More than half of Belarusian parents noticed an income decrease, this especially concerns families with low income and those who work part-time.
The crisis significantly affects families with children: every second parent had to postpone buying clothes, every fourth - to save on food. Only less than a third have not changed their behavior.
More than a third of Belarusian parents have signs of depression, every sixth parent – has signs of depression in mild, moderate or severe form.
Economic problems have become a determining factor affecting psychological wellbeing. Parents whose income has decreased significantly are more likely than others to suffer from depression: 25% of them have mild, moderate or severe depression, compared with 12% of parents whose income has not changed. Depression is more common among residents of small cities than among residents of large cities. There is a positive side: if the family goes in for sports or performs physical exercise, the rates of depression in children and adults is significantly lower.
Despite the fact that 57% of parents have experienced a decline in income, two thirds of parents are sure that epidemiologic measures should be taken first. However, those parents whose income has declined significantly more often note the need for economic measures (30% compared to 19% for those whose income has decreased slightly or remained the same).
Measures to counteract the spread of coronavirus infection include the transition to distance learning, the opportunity for solution of administrative issues online, providing free protective and hygienic means for people and the obligatory wearing of masks in public places - overall support for such measures is above 50%. Distance learning is especially important for residents in large cities, parents over 35, those who already work remotely, along with students and office workers.
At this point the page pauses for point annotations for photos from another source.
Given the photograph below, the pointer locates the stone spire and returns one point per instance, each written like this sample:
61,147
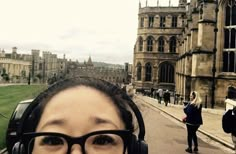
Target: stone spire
89,63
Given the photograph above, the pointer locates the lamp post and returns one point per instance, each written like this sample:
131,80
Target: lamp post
214,57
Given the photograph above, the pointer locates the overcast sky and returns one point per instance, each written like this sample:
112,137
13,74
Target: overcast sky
106,30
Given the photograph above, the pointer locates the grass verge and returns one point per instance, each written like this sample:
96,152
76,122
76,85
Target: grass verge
9,97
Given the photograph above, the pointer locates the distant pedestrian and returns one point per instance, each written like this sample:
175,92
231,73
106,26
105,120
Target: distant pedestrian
160,94
229,124
166,97
193,111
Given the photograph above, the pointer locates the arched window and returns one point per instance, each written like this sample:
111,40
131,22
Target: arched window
140,44
172,44
229,52
225,62
148,73
161,44
232,42
232,62
166,73
150,43
139,71
226,41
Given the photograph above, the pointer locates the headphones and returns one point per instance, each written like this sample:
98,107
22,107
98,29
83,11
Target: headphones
137,145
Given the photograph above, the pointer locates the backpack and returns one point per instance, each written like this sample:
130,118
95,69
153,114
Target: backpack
229,121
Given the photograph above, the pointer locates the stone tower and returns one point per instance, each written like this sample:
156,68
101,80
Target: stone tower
156,47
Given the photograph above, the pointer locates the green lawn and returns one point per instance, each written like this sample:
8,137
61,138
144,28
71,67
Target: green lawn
9,97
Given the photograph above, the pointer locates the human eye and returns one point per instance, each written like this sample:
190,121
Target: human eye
104,140
51,141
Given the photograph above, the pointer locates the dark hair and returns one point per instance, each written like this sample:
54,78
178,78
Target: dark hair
119,98
194,94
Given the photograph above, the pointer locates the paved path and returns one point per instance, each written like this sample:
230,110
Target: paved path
212,125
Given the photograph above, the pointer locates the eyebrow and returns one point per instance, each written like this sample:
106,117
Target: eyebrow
60,122
103,121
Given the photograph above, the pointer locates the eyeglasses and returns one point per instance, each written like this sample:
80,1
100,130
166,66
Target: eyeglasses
99,142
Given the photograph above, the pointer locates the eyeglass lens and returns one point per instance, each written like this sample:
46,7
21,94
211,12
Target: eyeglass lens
95,144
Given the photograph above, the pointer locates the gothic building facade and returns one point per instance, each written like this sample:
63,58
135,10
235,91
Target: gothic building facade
113,75
188,47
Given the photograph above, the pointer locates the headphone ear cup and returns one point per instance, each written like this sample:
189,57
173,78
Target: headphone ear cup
143,147
133,147
18,148
137,146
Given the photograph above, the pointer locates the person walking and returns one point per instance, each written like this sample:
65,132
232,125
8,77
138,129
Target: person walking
160,93
166,97
193,111
229,124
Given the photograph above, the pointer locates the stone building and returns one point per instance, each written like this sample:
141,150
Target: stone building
48,67
16,66
156,47
21,67
116,76
205,50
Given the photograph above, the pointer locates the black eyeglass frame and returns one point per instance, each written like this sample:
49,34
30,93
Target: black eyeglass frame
126,136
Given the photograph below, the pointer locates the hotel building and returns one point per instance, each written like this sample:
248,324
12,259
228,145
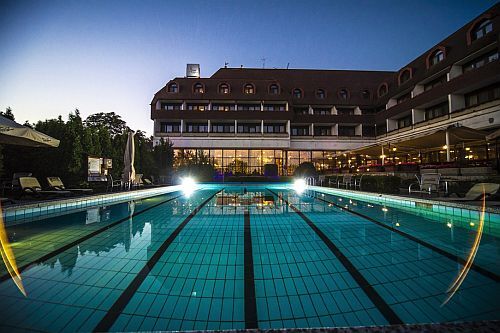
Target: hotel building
240,119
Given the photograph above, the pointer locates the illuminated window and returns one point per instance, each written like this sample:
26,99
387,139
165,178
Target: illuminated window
274,89
404,76
382,90
249,89
223,88
198,88
482,29
343,94
320,93
297,93
173,87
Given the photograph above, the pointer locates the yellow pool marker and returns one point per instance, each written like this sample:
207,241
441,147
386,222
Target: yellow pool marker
8,256
470,259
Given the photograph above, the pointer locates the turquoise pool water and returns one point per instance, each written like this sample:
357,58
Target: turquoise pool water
246,257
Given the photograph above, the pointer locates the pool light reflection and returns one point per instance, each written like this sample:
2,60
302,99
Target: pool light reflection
188,186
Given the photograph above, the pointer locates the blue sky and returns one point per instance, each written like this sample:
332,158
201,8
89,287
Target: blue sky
102,56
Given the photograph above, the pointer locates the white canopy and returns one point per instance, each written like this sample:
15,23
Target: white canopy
16,134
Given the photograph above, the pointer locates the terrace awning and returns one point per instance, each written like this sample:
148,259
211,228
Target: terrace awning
426,140
16,134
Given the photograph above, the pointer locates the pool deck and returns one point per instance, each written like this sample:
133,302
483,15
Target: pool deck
465,327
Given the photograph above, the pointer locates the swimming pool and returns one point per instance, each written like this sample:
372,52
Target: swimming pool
256,256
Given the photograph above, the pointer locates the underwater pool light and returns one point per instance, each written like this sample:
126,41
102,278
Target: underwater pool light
188,186
299,185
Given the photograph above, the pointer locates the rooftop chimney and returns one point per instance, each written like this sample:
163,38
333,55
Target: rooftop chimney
193,70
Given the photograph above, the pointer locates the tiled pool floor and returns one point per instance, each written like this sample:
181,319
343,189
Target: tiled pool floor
176,263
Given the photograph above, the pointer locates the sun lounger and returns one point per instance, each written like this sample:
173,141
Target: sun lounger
56,184
477,191
30,185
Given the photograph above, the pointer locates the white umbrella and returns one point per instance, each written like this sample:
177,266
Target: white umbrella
128,160
17,134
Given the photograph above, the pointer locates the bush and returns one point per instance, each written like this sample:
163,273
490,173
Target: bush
306,169
381,184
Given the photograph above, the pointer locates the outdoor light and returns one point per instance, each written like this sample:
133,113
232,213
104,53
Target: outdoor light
299,185
188,186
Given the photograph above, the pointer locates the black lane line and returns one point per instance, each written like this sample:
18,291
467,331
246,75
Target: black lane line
483,271
60,250
119,305
376,299
250,301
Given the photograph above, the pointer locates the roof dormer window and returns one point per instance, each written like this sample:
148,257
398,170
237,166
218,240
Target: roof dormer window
297,93
173,87
198,88
249,89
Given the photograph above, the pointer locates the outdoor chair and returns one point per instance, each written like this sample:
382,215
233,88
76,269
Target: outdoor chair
138,180
477,191
427,183
56,184
113,183
333,181
346,181
357,182
31,186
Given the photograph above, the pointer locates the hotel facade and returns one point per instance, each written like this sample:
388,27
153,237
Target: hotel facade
240,119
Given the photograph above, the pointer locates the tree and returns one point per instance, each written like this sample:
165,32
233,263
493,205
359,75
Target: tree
8,113
111,121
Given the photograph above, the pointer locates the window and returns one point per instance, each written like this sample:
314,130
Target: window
435,83
249,89
249,128
300,130
223,107
274,89
347,130
481,61
484,27
223,88
301,111
368,131
322,130
197,107
403,98
173,87
404,76
274,107
404,122
436,111
274,128
343,94
248,107
222,128
297,93
436,57
196,128
322,111
198,88
171,127
382,90
320,94
345,111
482,95
171,106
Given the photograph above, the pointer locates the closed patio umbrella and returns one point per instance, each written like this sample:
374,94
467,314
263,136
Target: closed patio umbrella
16,134
128,160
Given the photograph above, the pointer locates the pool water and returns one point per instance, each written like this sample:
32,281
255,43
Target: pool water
245,257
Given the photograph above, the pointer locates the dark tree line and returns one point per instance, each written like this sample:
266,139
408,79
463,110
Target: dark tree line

Nevertheless, a decrease in income is a serious problem: 76% insist on state regulation of food prices; every second person needs payed leave, 44% need a delay to pay for communal services and targeted assistance in form of cash transfers. People employed in state-owned enterprises are more likely to support price regulation than those employed in the private sector (79% versus 70%). Parents with a low income (less than 250 rubles per family member) often insist on the possibility of a delay in paying utility bills: 48% versus 27-36% of parents with a high income (more than 500 rubles per family member). The availability to receive targeted assistance in form of cash transfers is more important for people with lower incomes: 48% versus 37%. The measure to provide free meals for children at school or kindergarten or the regular provision of such meals to families where children on distance learning is more important for students (37% versus 25-28% in other groups). The increase in unemployment benefits is obviously most important for the unemployed: 20% against 12-13% for workers.